Durante missa celebrada ontem no Vaticano, o papa Bento XVI voltou a abordar os casos de pedofilia no clero e convocou os católicos a "fazer penitência" e a "reconhecer os erros" cometidos. Ele também citou "ataques do mundo" contra a Igreja, que vem sendo acusada de se preocupar mais em evitar escândalos que punir sacerdotes culpados de abusos contra menores.

"Nós, os cristãos, nos últimos tempos, temos evitado a palavra penitência", disse o pontífice, durante a missa celebrada na capela Paulina. "Agora, após os ataques do mundo, que falam de nossos pecados, vemos que é necessário fazer penitência, reconhecer o que há de errado em nossa vida", continuou.

O líder da Igreja também instou os católicos a "abrirem-se ao perdão, prepararem-se para o perdão, deixarem-se transformar". "A dor da penitência quer dizer purificação e transformação. Essa é a graça. Significa renovação, obra da misericórdia divina", concluiu.

A fala de Bento XVI foi considerada como "uma espécie de mea-culpa" pelo vaticanista Bruno Bartoloni. "Não é uma declaração solene", afirmou o especialista. "O papa diz o que sente em seu coração em uma cerimônia íntima." É a primeira vez que o papa se refere diretamente às críticas pela atitude, considerada negligente, da mais alta hierarquia da Igreja diante das denúncias de pedofilia no clero.

Bento XVI foi acusado por importantes meios de comunicação alemães e americanos de ter fechado os olhos para os abusos cometidos por sacerdotes quando era arcebispo de Munique e nos 25 anos em que chefiou a Congregação para a Doutrina da Fé antes de ser eleito papa, em 2005. O teólogo Hans Küng pediu em carta aberta que os bispos se rebelem contra seu pontificado (leia nesta página).

Em sua inesperada e em boa parte improvisada homilia, pronunciada aos membros da Comissão Bíblica, Bento XVI condenou o que classificou como "ditadura do conformismo". "Reina o conformismo, pelo qual se torna obrigatório pensar como todos pensam, atuar como todos atuam. E a sutil ou menos sutil agressão contra a Igreja demonstra que esse conformismo pode ser uma verdadeira ditadura."

Ambiguidade. Para outro vaticanista, Marco Politi, "trata-se de uma homilia ambígua". "Porque o papa reconhece que chegou a hora de fazer penitência para lavar os pecados, mas não aceita o papel atribuído pelas polêmicas, condenando os escândalos como fruto da ditadura do conformismo". Segundo o especialista, a autoridade máxima da Igreja não reage com firmeza diante da "maior crise de credibilidade da história recente".

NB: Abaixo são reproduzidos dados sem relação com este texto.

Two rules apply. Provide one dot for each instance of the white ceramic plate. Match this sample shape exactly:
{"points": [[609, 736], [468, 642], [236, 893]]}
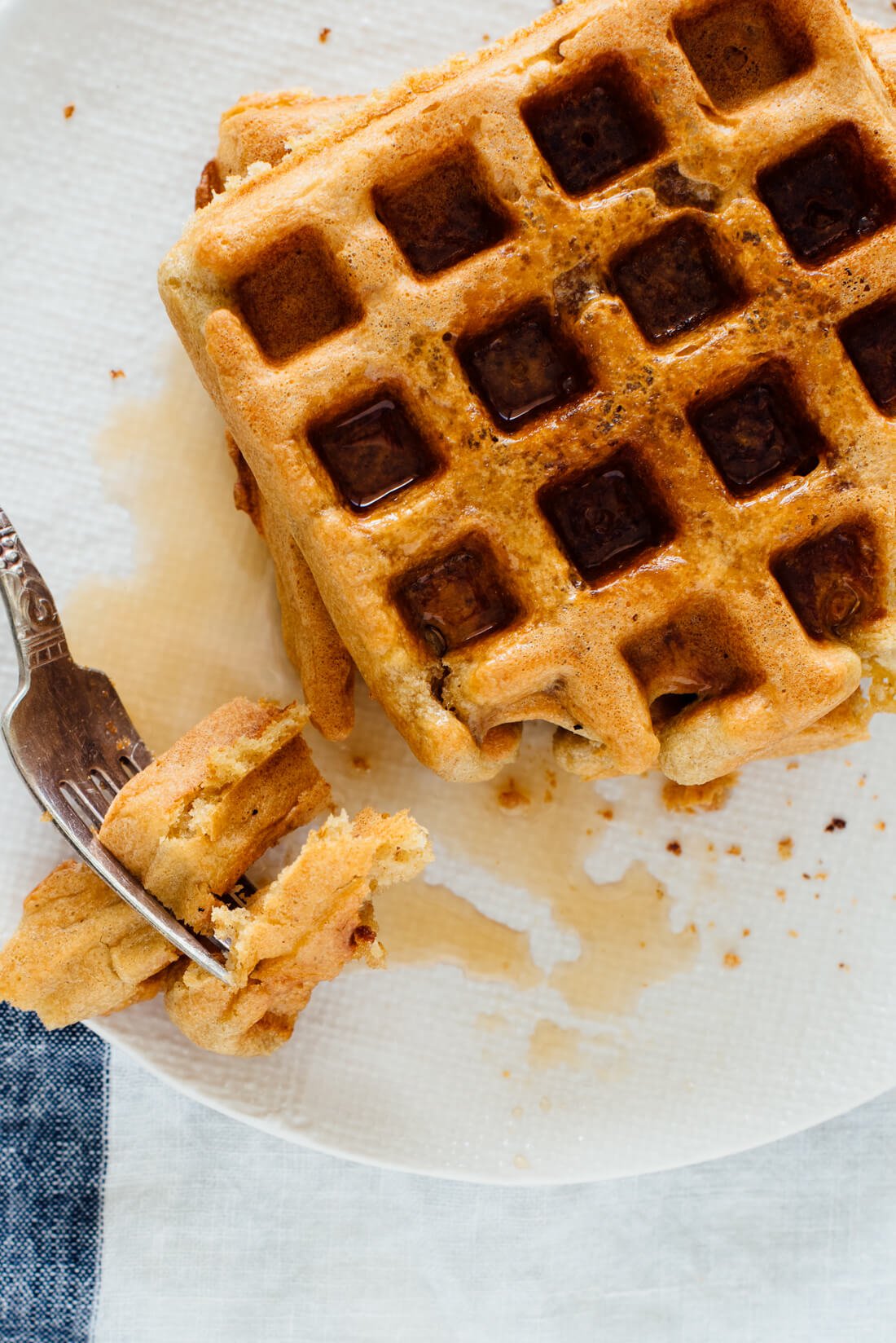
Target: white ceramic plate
{"points": [[755, 998]]}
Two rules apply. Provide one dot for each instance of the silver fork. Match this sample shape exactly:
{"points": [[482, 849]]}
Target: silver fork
{"points": [[72, 742]]}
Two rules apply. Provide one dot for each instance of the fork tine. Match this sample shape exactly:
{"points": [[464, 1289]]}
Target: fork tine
{"points": [[85, 802], [81, 834], [107, 783]]}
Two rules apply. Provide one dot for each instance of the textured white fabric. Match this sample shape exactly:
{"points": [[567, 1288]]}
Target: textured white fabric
{"points": [[215, 1232]]}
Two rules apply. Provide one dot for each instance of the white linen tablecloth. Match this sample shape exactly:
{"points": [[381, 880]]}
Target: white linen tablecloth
{"points": [[213, 1231]]}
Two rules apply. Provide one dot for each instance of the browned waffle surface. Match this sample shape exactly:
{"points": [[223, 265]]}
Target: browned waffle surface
{"points": [[604, 438]]}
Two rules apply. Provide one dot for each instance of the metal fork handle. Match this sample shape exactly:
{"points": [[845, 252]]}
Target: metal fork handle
{"points": [[41, 641], [33, 613]]}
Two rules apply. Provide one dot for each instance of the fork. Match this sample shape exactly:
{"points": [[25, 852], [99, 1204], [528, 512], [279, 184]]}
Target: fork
{"points": [[72, 743]]}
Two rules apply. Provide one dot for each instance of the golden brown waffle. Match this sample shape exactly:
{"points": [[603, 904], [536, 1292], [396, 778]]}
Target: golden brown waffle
{"points": [[585, 535], [188, 827], [310, 636]]}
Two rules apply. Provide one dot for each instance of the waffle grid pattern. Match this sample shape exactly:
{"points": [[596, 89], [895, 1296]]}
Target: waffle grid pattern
{"points": [[696, 623]]}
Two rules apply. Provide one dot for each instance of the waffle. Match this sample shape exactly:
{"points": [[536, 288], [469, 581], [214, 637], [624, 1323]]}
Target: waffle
{"points": [[310, 636], [300, 930], [519, 350], [188, 827]]}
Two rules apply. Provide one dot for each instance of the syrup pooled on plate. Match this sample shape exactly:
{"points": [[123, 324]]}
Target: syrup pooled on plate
{"points": [[739, 50], [833, 583], [294, 297], [453, 601], [755, 434], [442, 217], [591, 130], [869, 339], [374, 453], [523, 370], [824, 198], [674, 281], [606, 517]]}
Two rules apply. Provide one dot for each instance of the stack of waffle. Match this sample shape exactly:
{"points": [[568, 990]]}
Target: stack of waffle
{"points": [[562, 383]]}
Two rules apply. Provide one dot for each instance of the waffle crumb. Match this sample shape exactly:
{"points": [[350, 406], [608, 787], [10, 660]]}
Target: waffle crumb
{"points": [[512, 797], [697, 797]]}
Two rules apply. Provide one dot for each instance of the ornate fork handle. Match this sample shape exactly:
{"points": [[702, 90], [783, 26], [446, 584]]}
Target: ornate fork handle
{"points": [[33, 613]]}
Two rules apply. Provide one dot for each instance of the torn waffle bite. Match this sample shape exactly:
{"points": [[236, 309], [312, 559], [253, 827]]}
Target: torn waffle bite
{"points": [[657, 435], [188, 826], [302, 928]]}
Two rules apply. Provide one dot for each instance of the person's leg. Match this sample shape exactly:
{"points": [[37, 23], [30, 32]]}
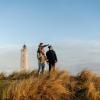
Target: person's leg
{"points": [[53, 66], [43, 67], [49, 67], [40, 68]]}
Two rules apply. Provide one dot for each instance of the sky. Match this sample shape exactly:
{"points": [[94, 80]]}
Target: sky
{"points": [[72, 26]]}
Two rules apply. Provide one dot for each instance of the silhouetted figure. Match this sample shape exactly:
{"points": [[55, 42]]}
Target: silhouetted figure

Diante da situação, o cardeal brasileiro Claudio Hummes, da Congregação para o Clero, convidou os "sacerdotes de todo o mundo" a se reunirem em junho na Praça de São Pedro para manifestar solidariedade ao pontífice. Outras iniciativas do tipo estão sendo preparadas para o próximo mês.

E na próxima segunda-feira, quando o pontificado de Bento XVI completa cinco anos, um elevado número de cardeais vindos de todo o mundo se reunirá no Vaticano como gesto de apoio ao papa. O ato, pouco comum, assinala a gravidade da crise pela qual passa o sucessor de João Paulo II.

PONTOS-CHAVE

"Prece perpétua" Em 2008, o cardeal brasileiro Claudio Hummes, falando em nome do papa Bento XVI, conclamou que todos os católicos rezassem para purificar a Igreja da pedofilia.

Na Alemanha Com a aprovação do papa, a Conferência Episcopal alemã nomeou em março o arcebispo Robert Zollitsch como responsável por tratar dos casos de pedofilia envolvendo o clero.

Carta à Irlanda O papa, em carta aos fiéis irlandeses no final de março, pediu desculpas por abusos sexuais e criticou bispos do país por "graves erros de julgamento" na condução dos casos.